Structured Attention for Unsupervised Dialogue Structure Induction
This addresses the problem of automatically inducing dialogue structures for computational linguistics, dialogue system design, and discourse analysis, representing an incremental improvement over existing methods.
The paper tackled unsupervised dialogue structure induction by incorporating structured attention into a Variational Recurrent Neural Network (VRNN) with discrete latent states. The result showed that on two-party dialogues, the model learned semantic structures similar to generation templates, and on multi-party dialogues, it learned interactive structures distinguishing speakers without human annotation.
Inducing a meaningful structural representation from one or a set of dialogues is a crucial but challenging task in computational linguistics.
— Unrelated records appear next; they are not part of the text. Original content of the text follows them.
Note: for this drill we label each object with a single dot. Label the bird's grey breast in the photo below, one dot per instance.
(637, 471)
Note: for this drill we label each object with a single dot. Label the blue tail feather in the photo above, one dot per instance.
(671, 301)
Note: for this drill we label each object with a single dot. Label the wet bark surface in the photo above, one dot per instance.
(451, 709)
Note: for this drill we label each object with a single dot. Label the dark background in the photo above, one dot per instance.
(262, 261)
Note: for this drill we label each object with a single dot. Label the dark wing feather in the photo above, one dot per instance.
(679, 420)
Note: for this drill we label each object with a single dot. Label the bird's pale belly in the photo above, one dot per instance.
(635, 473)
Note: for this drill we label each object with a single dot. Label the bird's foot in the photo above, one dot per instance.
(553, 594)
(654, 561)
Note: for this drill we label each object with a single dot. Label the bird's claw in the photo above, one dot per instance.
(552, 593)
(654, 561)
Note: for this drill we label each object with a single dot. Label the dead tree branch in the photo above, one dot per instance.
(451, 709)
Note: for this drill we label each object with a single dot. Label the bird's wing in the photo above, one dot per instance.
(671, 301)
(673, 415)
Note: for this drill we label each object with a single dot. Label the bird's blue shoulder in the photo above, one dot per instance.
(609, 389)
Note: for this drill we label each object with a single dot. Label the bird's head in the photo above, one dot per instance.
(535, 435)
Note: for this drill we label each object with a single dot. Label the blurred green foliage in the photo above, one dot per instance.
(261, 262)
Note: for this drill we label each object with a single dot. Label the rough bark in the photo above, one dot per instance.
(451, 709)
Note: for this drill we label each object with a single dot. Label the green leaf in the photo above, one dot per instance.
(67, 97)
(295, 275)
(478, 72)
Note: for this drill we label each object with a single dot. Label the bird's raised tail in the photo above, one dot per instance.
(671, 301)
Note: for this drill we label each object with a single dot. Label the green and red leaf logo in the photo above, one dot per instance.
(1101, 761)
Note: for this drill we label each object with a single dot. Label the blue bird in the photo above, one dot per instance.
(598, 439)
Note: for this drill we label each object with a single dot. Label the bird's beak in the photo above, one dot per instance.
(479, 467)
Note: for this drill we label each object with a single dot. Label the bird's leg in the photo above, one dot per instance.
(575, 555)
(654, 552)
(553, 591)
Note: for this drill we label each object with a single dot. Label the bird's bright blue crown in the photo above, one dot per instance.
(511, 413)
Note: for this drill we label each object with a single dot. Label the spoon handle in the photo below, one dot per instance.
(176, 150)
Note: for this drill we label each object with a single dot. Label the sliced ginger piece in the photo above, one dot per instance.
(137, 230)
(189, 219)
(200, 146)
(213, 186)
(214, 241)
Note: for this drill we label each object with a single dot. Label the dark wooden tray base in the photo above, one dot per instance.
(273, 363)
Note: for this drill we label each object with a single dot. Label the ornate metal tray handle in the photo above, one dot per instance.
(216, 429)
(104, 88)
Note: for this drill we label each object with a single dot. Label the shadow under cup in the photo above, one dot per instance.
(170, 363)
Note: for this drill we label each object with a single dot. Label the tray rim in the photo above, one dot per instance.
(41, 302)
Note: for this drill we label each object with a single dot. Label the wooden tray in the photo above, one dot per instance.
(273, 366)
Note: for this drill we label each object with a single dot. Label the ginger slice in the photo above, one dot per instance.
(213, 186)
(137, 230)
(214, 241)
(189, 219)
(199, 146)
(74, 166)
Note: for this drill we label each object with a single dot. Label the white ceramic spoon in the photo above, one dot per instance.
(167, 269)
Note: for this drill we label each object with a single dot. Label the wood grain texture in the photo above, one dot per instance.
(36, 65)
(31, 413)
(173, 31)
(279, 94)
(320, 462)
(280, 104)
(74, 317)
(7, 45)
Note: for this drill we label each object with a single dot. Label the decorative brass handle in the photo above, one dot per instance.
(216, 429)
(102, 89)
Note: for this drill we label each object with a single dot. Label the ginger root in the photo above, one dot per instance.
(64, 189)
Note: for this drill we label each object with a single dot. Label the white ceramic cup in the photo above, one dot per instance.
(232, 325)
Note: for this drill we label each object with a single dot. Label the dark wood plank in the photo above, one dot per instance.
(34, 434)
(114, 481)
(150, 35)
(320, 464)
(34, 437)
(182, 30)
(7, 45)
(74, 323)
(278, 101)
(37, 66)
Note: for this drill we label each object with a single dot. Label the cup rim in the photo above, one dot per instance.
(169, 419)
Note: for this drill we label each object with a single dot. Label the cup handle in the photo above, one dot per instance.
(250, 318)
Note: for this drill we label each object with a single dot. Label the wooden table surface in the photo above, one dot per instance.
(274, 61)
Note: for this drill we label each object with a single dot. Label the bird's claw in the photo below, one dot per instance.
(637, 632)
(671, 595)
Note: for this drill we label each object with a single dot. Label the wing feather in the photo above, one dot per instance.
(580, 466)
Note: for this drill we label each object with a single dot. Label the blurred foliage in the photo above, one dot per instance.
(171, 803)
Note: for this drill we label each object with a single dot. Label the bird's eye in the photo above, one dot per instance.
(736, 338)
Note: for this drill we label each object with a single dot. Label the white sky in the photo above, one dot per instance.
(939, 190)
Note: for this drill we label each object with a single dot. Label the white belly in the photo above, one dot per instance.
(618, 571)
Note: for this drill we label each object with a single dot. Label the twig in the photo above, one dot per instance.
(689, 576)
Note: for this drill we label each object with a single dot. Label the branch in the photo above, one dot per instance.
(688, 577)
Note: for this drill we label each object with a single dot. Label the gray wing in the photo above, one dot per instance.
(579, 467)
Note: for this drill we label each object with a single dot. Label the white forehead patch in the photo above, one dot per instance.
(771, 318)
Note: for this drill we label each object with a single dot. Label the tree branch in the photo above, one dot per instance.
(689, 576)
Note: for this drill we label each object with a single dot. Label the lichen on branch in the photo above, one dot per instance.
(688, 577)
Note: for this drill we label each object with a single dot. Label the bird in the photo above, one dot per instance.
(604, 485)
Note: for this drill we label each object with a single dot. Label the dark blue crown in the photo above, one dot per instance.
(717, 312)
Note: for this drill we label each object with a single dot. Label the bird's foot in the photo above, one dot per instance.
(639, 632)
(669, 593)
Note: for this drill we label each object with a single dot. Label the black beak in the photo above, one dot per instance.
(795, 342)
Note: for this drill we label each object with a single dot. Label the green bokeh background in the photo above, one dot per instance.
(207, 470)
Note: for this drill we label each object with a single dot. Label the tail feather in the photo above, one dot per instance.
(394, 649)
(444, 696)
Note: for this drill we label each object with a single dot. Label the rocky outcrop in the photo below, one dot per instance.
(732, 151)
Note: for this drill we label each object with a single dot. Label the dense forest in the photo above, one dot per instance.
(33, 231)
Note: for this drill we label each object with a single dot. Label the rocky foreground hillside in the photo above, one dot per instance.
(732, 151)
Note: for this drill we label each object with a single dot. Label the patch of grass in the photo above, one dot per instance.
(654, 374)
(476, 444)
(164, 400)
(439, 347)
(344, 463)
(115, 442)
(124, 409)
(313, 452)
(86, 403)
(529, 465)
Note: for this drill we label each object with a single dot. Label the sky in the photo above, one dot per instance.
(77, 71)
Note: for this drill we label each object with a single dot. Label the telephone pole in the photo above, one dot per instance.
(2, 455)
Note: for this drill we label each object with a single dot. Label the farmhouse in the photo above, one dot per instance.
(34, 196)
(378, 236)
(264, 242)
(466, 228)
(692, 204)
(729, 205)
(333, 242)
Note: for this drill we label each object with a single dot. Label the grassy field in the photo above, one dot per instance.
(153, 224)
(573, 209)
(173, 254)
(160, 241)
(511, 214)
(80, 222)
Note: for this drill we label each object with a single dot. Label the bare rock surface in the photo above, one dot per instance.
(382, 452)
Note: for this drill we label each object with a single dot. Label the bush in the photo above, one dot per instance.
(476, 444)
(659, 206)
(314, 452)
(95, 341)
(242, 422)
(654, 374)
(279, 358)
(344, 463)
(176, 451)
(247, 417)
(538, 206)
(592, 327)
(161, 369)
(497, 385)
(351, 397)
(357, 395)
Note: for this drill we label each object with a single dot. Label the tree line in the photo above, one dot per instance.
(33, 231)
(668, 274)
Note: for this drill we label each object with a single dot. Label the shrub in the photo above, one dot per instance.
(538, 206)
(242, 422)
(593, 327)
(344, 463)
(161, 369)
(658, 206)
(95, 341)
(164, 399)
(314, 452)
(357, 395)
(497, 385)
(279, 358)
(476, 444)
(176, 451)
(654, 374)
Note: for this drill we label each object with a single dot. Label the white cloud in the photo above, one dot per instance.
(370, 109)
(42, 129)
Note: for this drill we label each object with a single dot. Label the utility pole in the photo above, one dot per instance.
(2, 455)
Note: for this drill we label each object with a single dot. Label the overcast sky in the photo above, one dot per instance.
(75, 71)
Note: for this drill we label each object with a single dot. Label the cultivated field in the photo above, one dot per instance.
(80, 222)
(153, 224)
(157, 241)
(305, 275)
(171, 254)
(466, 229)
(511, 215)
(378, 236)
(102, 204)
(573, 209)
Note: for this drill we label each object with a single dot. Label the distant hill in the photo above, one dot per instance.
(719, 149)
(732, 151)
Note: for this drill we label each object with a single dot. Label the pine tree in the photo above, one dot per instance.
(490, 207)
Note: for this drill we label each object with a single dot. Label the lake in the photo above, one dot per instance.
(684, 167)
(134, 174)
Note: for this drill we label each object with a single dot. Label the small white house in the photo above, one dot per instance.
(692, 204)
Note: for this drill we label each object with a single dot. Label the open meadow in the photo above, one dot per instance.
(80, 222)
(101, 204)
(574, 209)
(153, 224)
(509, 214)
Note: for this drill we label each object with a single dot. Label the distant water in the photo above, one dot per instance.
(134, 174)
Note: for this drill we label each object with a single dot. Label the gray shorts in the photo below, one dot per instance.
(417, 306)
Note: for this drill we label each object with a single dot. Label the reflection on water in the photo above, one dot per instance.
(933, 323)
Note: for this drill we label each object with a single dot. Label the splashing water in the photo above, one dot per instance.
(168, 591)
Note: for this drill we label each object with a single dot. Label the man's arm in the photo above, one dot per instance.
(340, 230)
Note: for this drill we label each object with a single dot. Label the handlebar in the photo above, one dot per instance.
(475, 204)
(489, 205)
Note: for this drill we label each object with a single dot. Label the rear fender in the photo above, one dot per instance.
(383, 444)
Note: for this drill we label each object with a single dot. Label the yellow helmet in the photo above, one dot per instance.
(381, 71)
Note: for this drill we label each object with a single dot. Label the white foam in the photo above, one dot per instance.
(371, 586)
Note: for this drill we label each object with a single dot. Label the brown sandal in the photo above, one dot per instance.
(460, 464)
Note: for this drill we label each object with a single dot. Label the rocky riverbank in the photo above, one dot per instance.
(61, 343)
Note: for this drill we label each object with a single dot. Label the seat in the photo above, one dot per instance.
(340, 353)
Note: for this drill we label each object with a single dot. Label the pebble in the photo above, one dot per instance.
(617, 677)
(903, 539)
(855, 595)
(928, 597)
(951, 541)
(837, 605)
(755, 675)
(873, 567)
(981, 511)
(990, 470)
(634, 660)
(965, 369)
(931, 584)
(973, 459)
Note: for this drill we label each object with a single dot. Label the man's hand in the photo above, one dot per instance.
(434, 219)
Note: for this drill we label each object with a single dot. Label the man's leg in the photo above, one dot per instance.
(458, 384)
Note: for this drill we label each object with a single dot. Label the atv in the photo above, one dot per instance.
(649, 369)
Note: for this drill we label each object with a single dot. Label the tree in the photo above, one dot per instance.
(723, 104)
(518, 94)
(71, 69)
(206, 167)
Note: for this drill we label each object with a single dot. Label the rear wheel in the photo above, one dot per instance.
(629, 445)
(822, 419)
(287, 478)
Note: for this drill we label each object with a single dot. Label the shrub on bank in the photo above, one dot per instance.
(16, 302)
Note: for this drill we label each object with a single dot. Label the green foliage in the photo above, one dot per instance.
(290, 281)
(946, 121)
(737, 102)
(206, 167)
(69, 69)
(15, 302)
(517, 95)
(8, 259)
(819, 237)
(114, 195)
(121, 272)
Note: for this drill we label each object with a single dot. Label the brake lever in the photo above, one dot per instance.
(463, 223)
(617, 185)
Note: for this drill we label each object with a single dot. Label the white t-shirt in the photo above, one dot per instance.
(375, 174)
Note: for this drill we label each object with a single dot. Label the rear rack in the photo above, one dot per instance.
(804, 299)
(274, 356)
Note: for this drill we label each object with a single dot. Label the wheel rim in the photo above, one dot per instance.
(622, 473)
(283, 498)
Advancement made in this area is critical for dialogue system design and discourse analysis. It can also be extended to solve grammatical inference. In this work, we propose to incorporate structured attention layers into a Variational Recurrent Neural Network (VRNN) model with discrete latent states to learn dialogue structure in an unsupervised fashion. Compared to a vanilla VRNN, structured attention enables a model to focus on different parts of the source sentence embeddings while enforcing a structural inductive bias. Experiments show that on two-party dialogue datasets, VRNN with structured attention learns semantic structures that are similar to templates used to generate this dialogue corpus. While on multi-party dialogue datasets, our model learns an interactive structure demonstrating its capability of distinguishing speakers or addresses, automatically disentangling dialogues without explicit human annotation.